Filing criminal complaints in parallel with civil litigation

Nick Bortman

We often sit in on debates among legal teams over the merits of filing a criminal complaint to put pressure on counterparties, an essential strategy in complex disputes.

Such a tactic can carry risk for the claimant. However, in some countries, particularly in the Middle East, a public prosecutor’s criminal file may be accessible to legal counsel in civil proceedings and an important source of evidence.

Critics of the criminal complaint tactic often raise two valid points:

First, you will have no control over a government authority’s investigation. You cannot turn it on or off or shape its direction. It will have no value as a point of leverage over your counterparty. In some jurisdictions – Switzerland is a good example – public prosecutors have a reputation for aggressively pursuing investigations in ways which may impede a claimant’s own affairs.

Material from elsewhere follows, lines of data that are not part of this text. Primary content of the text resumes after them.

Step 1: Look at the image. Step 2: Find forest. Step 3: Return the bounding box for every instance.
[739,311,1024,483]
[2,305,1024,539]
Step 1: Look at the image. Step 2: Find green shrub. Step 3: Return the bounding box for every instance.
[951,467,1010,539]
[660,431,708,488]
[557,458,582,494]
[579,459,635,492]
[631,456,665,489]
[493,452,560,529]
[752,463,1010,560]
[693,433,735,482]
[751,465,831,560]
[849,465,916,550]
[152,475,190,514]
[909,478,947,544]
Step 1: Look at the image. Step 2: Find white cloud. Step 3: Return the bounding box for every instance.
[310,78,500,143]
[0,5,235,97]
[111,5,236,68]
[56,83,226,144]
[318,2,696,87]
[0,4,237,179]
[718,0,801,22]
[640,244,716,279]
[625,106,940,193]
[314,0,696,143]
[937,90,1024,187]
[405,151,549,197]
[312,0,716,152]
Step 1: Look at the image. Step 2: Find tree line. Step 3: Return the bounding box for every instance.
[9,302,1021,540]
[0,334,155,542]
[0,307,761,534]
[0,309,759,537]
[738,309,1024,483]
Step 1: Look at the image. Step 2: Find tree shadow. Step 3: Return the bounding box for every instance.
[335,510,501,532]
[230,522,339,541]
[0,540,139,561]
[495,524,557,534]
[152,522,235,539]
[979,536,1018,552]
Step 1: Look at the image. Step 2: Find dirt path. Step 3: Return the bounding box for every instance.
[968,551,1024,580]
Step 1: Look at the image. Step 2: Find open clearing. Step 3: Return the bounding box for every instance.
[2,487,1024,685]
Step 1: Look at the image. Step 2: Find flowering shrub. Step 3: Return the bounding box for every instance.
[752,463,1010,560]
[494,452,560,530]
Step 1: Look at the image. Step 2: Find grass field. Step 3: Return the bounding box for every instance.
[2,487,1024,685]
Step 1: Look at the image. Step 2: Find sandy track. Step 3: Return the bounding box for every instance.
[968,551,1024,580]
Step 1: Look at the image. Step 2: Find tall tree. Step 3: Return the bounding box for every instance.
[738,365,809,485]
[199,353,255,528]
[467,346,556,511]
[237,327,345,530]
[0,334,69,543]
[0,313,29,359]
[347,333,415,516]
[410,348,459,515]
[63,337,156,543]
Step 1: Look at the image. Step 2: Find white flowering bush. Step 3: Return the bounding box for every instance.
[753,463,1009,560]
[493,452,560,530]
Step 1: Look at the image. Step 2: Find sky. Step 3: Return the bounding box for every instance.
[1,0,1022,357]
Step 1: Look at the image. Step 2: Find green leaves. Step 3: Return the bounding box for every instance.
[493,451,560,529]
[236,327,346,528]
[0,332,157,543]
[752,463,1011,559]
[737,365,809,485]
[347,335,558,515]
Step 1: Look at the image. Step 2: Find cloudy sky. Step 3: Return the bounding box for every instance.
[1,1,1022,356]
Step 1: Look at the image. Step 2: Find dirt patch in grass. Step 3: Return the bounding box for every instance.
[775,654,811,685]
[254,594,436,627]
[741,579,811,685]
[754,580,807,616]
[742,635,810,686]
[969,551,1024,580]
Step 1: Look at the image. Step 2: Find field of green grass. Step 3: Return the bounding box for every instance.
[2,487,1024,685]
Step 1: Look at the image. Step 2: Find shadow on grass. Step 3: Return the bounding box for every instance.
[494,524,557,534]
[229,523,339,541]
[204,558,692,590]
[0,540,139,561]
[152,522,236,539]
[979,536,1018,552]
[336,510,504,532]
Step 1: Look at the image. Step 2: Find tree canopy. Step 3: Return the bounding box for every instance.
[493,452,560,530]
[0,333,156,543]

Second, a not guilty finding by a public authority will appear to exonerate the counterparty and can be used in commercial proceedings to undermine the claimant.

While these are appropriate concerns, we have seen occasions where savvy local counsel were able to obtain permission from a government authority to use that authority’s findings in civil proceedings. This can be a game changer in countries whose local courts do not recognise disclosure.

If you need to demonstrate transactional activity in a bank account, communications among individuals, or the shareholding structure of businesses incorporated in opaque offshore zones, under some circumstances local public prosecutors can be an ally in high-stakes disputes.